02-28-2012 02:05 AM - edited 03-01-2019 10:18 AM
Hi,
I sanboot installed redhat 5u7 x86_64 os on UCS, and then mapped 15 volumes to run IO, os will become kernel panic less then 2 hours.
then I have to force power cycle the server.
The card used is M81KR.
Does anyone what is the problem? Thanks.
========================
Feb 26 19:43:59 arcucsb200095e0 kernel: INFO: task kjournald:6427 blocked for more than 120 seconds.
Feb 26 19:43:59 arcucsb200095e0 kernel: "echo 0 > /proc/sys/kernel/hung_task_timeout_secs" disables this message.
Feb 26 19:43:59 arcucsb200095e0 kernel: kjournald D ffffffff801546d1 0 6427 465 6430 6424 (L-TLB)
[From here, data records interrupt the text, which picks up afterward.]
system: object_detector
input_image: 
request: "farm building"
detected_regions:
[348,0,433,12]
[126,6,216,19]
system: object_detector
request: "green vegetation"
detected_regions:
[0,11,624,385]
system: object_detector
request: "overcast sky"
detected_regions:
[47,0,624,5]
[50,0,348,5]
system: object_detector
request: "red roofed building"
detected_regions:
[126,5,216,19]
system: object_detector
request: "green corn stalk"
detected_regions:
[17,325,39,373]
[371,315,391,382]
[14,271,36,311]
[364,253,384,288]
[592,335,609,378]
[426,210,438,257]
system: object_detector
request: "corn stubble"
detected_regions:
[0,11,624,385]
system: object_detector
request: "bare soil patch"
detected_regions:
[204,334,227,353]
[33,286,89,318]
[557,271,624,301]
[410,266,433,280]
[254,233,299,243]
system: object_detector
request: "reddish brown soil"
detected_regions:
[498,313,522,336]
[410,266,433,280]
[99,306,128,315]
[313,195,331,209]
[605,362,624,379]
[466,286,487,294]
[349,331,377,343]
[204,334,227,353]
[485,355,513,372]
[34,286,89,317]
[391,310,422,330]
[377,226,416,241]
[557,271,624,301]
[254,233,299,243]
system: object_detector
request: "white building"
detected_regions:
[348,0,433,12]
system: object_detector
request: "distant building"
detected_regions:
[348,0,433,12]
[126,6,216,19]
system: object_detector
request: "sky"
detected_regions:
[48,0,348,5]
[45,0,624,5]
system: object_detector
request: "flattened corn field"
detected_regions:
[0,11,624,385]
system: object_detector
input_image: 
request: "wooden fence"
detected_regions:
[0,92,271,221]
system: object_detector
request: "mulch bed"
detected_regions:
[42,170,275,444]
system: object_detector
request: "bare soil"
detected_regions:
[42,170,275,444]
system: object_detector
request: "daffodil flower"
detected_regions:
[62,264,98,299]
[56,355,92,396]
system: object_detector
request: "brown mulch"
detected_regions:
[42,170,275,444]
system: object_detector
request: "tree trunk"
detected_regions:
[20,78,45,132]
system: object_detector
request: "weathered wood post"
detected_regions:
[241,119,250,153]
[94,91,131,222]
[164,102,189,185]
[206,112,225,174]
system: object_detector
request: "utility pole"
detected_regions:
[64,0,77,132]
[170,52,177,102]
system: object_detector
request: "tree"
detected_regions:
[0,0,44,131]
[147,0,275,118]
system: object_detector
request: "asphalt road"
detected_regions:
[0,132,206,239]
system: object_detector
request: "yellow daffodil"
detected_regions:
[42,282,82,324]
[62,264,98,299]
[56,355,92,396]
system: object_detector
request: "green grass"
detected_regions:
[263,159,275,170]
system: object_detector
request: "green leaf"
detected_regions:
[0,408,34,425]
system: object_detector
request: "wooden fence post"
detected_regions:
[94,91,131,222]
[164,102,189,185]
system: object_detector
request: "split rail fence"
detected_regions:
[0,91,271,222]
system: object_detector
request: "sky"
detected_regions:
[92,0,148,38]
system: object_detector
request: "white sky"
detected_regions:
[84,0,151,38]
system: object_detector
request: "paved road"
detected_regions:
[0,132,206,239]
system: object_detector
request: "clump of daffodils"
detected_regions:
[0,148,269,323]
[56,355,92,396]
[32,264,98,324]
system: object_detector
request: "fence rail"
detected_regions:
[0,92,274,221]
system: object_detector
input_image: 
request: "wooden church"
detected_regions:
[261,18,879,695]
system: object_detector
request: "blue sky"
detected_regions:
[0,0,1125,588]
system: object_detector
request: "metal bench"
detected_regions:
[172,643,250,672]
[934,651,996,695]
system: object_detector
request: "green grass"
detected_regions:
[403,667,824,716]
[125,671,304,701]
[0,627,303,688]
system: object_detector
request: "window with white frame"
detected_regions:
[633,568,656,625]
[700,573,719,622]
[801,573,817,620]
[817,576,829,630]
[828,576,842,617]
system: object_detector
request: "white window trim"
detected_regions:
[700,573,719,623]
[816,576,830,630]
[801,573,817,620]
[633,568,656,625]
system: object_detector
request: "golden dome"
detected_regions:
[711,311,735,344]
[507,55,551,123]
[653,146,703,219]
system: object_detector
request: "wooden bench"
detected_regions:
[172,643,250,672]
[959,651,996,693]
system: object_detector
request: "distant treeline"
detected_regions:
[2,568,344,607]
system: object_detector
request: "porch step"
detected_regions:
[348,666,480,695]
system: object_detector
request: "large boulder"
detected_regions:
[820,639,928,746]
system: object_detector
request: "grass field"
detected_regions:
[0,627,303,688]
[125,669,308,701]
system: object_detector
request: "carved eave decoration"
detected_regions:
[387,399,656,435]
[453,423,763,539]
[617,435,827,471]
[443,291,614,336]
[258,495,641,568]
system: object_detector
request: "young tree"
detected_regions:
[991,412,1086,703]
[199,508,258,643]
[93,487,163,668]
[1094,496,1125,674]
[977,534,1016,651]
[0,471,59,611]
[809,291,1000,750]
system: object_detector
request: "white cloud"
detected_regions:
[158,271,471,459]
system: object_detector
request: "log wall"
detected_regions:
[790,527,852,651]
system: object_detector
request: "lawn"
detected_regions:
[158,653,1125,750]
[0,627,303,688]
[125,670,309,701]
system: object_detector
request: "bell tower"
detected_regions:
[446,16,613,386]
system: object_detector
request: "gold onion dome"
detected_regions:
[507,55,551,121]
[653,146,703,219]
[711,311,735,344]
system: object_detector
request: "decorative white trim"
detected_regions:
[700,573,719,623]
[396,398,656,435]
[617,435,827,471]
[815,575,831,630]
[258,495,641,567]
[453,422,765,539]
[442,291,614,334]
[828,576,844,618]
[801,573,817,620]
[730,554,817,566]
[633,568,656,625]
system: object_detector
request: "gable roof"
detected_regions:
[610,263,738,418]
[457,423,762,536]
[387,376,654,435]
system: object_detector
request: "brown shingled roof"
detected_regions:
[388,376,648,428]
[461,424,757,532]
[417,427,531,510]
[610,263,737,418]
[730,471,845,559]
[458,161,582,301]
Feb 26 19:43:59 arcucsb200095e0 kernel: ffff81066b6f1cf0 0000000000000046 000000006e420048 ffff8106853ea9d0
Feb 26 19:43:59 arcucsb200095e0 kernel: 00000001ffffffff 000000000000000a ffff810c6c31b080 ffff8106853f07a0
Feb 26 19:43:59 arcucsb200095e0 kernel: 00000184ac3ecc0b 0000000000000edf ffff810c6c31b268 0000000b1693b738
Feb 26 19:43:59 arcucsb200095e0 kernel: Call Trace:
Feb 26 19:43:59 arcucsb200095e0 kernel: [<ffffffff8006ec8f>] do_gettimeofday+0x40/0x90
Feb 26 19:43:59 arcucsb200095e0 kernel: [<ffffffff800155d3>] sync_buffer+0x0/0x3f
Feb 26 19:43:59 arcucsb200095e0 kernel: [<ffffffff800637ce>] io_schedule+0x3f/0x67
Feb 26 19:43:59 arcucsb200095e0 kernel: [<ffffffff8001560e>] sync_buffer+0x3b/0x3f
Feb 26 19:43:59 arcucsb200095e0 kernel: [<ffffffff800639fa>] __wait_on_bit+0x40/0x6e
Feb 26 19:43:59 arcucsb200095e0 kernel: [<ffffffff800155d3>] sync_buffer+0x0/0x3f
Feb 26 19:43:59 arcucsb200095e0 kernel: [<ffffffff80063a94>] out_of_line_wait_on_bit+0x6c/0x78
Feb 26 19:43:59 arcucsb200095e0 kernel: [<ffffffff800a2e8b>] wake_bit_function+0x0/0x23
Feb 26 19:43:59 arcucsb200095e0 kernel: [<ffffffff88033a41>] :jbd:journal_commit_transaction+0x553/0x10aa
Feb 26 19:43:59 arcucsb200095e0 kernel: [<ffffffff8003d85b>] lock_timer_base+0x1b/0x3c
Feb 26 19:43:59 arcucsb200095e0 kernel: [<ffffffff8004ad98>] try_to_del_timer_sync+0x7f/0x88
Feb 26 19:43:59 arcucsb200095e0 kernel: [<ffffffff88037662>] :jbd:kjournald+0xc1/0x213
Feb 26 19:43:59 arcucsb200095e0 kernel: [<ffffffff800a2e5d>] autoremove_wake_function+0x0/0x2e
Feb 26 19:43:59 arcucsb200095e0 kernel: [<ffffffff880375a1>] :jbd:kjournald+0x0/0x213
Feb 26 19:43:59 arcucsb200095e0 kernel: [<ffffffff800a2c45>] keventd_create_kthread+0x0/0xc4
Feb 26 19:43:59 arcucsb200095e0 kernel: [<ffffffff80032722>] kthread+0xfe/0x132
Feb 26 19:43:59 arcucsb200095e0 kernel: [<ffffffff8005dfb1>] child_rip+0xa/0x11
Feb 26 19:43:59 arcucsb200095e0 kernel: [<ffffffff800a2c45>] keventd_create_kthread+0x0/0xc4
Feb 26 19:43:59 arcucsb200095e0 kernel: [<ffffffff80032624>] kthread+0x0/0x132
Feb 26 19:43:59 arcucsb200095e0 kernel: [<ffffffff8005dfa7>] child_rip+0x0/0x11
====================
Many thanks for your help.
02-28-2012 05:32 AM
Hello,
Please provide following information
UCSM version
Blade model
CIMC, BIOS and M81KR adapter firmware version
ENIC and FNIC driver version
What type of storage are you trying to mount ?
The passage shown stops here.